Tomorrow I call the Home Depot District Services Manager and see what he has to say about the kitchen situation. Another week or so and I'll have been without a kitchen for two months. It's putting me off and getting me down. Plus I have the new kitchen cabinets sitting in the living room and all my kitchen stuff packed away. It's pretty bad. (The cabinets have been sitting in the living room, displacing my furniture, for longer than the kitchen has been demolished.)
For what I spent last night on going out, I'd have to say the net gain on my happiness index was negative, so I've been a little down today (and the beer at Jamboree, which is a beer bar, gave me a slight hangover). I was extremely disappointed I didn't run into anyone I know. I have to say (again) I miss going to my local place that closed and talking with people I know.

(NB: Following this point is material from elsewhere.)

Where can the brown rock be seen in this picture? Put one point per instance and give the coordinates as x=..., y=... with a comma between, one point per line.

Having a negative experience also brought to mind the good times B. and I once had, which bummed me out more. I do miss him. Tonight I felt like walking over to his restaurant and saying hello, but I had to do laundry. He's with someone else now, so what's the point? I would just look like a fool. Maybe I'll do it anyway. I still care about him and am concerned about the situation he's in now.
(I drove back down to Jamboree at around T-Dance time (8:00), thinking the locals might be out, and they had one customer. I had one beer and left.)
Well, I have my little cat family to go back to.